"Travessia no Deserto"

Resultado de imagem para travessia no deserto

Há tempos que não me sai uma letra. Volta e meia sinto as palavras à beira do vómito, a saltar cá para fora, sujando-me as folhas com a impiedosa dose de saudade avinagrada. Volta e meia lembro-me do que me era a vida antes de ti, da vida durante e enlouqueço a pensar na depois. 

Em que momento é que as coisas mudaram? Qual foi o momento exacto em que entrei neste vórtice destrutivo que parece empurrar-me para um buraco negro sugando-me todas as coisas boas que ainda me restam? Pois eu vou contar-te: Tenho dias em que te sinto a falta, e toda eu me sinto em perigo. O coração pula-me no peito enquanto me pergunto onde andarás. Será que te sentes só? Eu sinto-me tão só como quando nos afundávamos no nosso silêncio e nos ignorávamos mutuamente. Esse era o durante. Sempre fértil em silêncios infelizes, mas no durante, a tristeza desses silêncios fazia-me feliz porque te sabia ali. Estavas comigo mesmo não estando e a tua ausência acompanhava-me. 
Nunca te disse que o durante foi infinitamente melhor que o antes, pois não?
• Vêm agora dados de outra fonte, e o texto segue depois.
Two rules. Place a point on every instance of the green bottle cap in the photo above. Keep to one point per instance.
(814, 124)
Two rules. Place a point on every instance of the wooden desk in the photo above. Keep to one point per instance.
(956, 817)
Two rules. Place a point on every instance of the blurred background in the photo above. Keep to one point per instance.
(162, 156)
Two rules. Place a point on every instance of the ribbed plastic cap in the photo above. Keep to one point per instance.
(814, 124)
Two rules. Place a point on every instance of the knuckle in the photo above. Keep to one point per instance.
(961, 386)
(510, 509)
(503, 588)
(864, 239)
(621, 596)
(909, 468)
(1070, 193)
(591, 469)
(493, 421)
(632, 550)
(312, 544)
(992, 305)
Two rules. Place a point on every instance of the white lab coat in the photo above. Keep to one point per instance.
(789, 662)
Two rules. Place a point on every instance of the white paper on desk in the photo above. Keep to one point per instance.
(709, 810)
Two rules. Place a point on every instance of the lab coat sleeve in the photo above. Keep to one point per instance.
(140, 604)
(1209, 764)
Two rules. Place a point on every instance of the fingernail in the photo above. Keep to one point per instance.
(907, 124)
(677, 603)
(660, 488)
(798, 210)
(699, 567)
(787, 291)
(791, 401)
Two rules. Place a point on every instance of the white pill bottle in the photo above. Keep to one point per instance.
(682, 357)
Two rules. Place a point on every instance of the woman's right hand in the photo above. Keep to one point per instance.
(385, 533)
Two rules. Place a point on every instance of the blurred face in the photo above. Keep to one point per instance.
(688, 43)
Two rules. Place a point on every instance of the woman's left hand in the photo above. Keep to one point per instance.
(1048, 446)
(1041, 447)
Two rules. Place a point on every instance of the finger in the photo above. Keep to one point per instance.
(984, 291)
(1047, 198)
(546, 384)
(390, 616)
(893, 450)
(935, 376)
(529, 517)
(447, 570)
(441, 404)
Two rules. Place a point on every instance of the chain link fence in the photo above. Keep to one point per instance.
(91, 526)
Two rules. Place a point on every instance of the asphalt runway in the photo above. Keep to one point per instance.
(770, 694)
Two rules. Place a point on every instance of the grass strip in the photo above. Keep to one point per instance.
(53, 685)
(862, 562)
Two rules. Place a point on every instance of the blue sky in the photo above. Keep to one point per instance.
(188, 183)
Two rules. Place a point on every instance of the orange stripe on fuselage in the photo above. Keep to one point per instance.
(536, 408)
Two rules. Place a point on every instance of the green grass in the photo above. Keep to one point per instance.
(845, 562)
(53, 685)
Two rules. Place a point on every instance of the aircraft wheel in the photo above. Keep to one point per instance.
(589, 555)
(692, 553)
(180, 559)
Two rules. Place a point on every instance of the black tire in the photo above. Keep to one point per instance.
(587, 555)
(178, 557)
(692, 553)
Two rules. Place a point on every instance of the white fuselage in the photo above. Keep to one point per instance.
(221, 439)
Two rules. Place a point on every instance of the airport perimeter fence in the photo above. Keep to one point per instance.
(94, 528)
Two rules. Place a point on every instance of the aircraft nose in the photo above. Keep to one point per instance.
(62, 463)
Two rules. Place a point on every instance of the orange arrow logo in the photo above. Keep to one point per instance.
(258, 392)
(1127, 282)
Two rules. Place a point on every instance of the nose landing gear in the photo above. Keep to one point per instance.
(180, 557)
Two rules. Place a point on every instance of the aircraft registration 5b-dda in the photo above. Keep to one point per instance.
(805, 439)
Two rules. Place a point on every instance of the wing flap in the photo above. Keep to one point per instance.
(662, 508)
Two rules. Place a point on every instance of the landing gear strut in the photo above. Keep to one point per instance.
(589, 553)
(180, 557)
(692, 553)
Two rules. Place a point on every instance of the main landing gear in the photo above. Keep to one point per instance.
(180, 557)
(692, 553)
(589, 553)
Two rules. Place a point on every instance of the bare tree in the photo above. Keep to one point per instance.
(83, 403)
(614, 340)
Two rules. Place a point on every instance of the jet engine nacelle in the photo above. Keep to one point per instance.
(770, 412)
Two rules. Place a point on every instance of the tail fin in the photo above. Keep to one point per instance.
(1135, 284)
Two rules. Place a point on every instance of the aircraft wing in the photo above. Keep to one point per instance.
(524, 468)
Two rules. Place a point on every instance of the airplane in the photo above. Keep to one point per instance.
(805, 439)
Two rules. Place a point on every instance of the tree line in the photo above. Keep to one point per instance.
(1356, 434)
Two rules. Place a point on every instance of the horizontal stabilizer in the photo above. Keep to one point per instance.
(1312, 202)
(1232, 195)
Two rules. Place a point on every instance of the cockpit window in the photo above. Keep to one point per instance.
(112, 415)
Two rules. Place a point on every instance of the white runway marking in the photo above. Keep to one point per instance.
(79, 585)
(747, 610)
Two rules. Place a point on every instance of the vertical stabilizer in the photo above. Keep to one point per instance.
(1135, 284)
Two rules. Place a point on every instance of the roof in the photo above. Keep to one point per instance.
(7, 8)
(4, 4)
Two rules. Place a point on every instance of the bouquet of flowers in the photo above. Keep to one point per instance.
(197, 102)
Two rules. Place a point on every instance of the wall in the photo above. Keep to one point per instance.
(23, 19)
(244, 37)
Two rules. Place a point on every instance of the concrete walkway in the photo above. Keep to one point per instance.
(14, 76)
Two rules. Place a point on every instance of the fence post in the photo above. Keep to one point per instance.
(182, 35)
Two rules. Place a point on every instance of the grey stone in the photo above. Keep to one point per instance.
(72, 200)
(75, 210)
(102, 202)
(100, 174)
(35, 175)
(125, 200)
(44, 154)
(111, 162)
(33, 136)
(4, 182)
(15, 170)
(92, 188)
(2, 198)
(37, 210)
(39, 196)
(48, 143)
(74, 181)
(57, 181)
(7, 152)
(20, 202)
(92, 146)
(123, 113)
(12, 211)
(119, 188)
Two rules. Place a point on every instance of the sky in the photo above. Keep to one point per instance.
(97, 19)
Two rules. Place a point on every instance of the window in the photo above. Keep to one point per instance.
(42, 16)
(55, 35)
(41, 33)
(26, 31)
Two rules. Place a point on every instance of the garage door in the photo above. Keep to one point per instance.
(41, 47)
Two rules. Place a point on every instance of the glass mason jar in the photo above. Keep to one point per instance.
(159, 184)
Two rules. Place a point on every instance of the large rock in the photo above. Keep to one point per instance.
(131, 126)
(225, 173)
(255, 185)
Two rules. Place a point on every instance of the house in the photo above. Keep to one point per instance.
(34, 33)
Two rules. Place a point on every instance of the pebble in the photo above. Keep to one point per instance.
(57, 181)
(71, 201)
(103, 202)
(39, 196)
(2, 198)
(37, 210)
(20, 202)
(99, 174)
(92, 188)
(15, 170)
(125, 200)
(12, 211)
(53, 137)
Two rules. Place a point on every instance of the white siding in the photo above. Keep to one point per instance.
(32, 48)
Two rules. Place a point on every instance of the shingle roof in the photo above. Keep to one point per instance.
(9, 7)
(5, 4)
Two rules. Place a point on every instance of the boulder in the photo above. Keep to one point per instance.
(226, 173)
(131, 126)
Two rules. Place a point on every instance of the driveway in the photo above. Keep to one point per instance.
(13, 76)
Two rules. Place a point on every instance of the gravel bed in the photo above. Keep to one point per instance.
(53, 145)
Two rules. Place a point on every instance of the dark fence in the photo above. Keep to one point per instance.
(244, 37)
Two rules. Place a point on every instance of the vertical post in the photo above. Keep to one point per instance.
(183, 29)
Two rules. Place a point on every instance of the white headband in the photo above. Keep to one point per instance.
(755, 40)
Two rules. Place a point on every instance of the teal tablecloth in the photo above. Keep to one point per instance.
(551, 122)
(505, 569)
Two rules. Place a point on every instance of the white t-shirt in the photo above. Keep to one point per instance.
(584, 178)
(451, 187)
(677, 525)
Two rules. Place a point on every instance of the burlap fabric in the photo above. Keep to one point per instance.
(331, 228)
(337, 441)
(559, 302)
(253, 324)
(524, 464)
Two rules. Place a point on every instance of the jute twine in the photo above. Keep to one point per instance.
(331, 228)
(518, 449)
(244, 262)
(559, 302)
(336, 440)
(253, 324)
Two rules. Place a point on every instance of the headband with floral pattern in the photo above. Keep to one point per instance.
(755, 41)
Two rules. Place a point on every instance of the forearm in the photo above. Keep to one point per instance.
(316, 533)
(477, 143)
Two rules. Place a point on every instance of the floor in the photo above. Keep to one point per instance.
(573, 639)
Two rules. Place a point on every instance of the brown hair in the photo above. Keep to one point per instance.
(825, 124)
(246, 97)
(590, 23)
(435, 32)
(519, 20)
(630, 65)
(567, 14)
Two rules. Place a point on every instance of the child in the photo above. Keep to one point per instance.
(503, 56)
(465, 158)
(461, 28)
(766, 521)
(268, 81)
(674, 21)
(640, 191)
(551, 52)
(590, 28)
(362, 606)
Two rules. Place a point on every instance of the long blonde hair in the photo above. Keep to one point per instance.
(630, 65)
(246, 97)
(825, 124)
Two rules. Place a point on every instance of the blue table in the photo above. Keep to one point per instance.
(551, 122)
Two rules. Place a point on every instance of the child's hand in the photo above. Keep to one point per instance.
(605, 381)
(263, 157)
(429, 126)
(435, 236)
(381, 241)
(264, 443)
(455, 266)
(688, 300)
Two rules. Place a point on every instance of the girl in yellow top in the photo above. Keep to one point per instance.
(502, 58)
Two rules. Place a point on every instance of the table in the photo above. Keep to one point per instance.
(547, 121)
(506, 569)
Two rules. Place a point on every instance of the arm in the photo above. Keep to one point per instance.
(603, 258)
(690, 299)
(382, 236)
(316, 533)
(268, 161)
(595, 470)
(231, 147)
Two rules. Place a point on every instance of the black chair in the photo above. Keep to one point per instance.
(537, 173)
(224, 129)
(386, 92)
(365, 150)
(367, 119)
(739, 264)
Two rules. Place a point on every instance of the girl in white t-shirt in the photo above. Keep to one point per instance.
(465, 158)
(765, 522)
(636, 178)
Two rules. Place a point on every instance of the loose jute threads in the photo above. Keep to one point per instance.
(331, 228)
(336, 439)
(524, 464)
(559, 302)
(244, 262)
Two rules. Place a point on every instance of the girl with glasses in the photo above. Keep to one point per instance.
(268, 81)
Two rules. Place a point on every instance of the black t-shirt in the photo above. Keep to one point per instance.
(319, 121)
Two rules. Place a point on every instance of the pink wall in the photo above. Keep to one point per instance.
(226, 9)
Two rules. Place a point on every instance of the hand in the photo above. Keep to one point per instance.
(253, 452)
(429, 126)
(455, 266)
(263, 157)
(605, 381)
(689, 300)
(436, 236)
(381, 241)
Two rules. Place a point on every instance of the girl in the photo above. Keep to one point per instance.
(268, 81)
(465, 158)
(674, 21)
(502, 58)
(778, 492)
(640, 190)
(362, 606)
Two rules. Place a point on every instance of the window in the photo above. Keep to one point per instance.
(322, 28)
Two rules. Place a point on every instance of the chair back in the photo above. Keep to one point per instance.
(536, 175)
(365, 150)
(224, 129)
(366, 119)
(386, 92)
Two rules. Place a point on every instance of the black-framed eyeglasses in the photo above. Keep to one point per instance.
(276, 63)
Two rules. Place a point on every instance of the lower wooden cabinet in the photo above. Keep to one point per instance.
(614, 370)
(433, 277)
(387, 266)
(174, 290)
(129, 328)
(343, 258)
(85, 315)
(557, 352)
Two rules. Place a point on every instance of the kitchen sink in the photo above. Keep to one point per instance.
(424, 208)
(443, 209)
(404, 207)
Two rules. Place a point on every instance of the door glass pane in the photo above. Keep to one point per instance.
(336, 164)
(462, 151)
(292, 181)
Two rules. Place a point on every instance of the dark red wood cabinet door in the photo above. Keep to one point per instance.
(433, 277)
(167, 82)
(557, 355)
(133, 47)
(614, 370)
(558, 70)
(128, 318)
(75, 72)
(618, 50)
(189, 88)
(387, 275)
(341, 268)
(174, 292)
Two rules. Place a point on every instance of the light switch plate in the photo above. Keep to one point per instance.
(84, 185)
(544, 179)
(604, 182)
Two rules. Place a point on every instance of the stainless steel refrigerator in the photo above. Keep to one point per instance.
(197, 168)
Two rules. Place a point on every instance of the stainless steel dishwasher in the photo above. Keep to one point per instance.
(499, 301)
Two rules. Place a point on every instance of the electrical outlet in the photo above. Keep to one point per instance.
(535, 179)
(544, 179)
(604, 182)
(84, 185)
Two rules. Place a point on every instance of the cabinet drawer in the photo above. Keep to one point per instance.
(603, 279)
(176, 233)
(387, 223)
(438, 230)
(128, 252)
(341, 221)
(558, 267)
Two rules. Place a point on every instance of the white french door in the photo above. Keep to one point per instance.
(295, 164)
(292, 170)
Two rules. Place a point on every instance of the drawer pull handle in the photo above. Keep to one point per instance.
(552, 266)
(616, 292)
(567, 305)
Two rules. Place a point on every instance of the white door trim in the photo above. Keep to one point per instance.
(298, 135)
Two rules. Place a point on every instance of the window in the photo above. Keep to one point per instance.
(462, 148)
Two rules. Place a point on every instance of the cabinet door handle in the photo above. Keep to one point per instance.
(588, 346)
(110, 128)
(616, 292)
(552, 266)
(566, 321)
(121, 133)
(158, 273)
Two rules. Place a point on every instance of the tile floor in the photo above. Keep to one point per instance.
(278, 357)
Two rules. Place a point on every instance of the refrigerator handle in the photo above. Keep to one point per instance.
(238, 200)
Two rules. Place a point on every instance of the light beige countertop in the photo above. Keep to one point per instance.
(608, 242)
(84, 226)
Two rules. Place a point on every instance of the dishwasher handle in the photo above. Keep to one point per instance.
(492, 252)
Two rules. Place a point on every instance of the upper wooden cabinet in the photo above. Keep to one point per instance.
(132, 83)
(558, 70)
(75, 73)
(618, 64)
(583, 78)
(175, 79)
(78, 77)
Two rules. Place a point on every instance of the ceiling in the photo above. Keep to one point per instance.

Antes de ti eu sabia o que era sentir a alegria, mas não sabia o que era sentir o Amor. Antes de ti eu conhecia muita gente mas não te conhecia a ti. Antes de ti eu lia poesias, mas não tinha lido o teu olhar. Antes de ti ouvia músicas, mas não ouvia a tua voz. Antes de ti eu vivia, mas foi durante que amei viver. 
O depois de ti é uma travessia penosa pelo deserto. Transformaste-te numa carência que me bate em dias incertos e dóis-me como uma moinha. Ela arrasta-se comigo por onde quer que eu ande e incomoda-me como a dor que se me mete nos ossos a prever dias de chuva. Corro perigo, porque se estivesses perto não resistia ao impulso de ir ao teu encontro. E de novo, parva, ficar-me-ia à tua frente, muda como uma noviça em retiro espiritual. Ansiosa como uma criança em noite de Natal. Nervosa como uma adolescente à beira de um exame. Acabaria por dizer-te, olhando-te nos olhos, como sempre fiz: Tenho saudades. E mentir-te-ia mais uma vez, porque não tenho. Os dias em que corro ao teu encontro, ou como hoje, os dias em que gostaria de correr, são apenas aqueles em que sozinha não aguento os ruídos da cidade.
São ímpetos estúpidos em que preciso de ver a tua miséria para relativizar a minha, percebendo por fim, que o teu poço é mais fundo que o meu.
Pergunto-me se também eu ainda te doo, se esta moinha que me aborrece também te importuna a ti, se também tu tens o mesmo impulso imbecil de vires ao meu encontro para te deteres por fim à minha frente à espera que eu quebre o silêncio. Ainda terás essa ferida que eu, com a acutilância do tanto que te disse, fiz, ou já cicatrizaste?
Sim. Ainda espero um milagre ou a obra do diabo. Rezo a Deus e ao demónio. A um, para que me ignores ou desprezes ou esqueças. Que faças talvez as três, tanto faz que em simultâneo ou uma de cada vez,ainda que não necessariamente por esta ordem. A outro, para que retornes são e salvo como um soldado que escapou da guerra ou um náufrago que sobreviveu à tempestade. Não sei qual dos dois me ouvirá ou qual das vontades me será feita. Mas, secretamente, que nem para mim o admito, torço para que o Universo conspire o teu regresso mesmo que isso signifique que voltaremos a ser como dois pedintes, ambos sem abrigo, num amparo mútuo para fugirem à frieza da vida.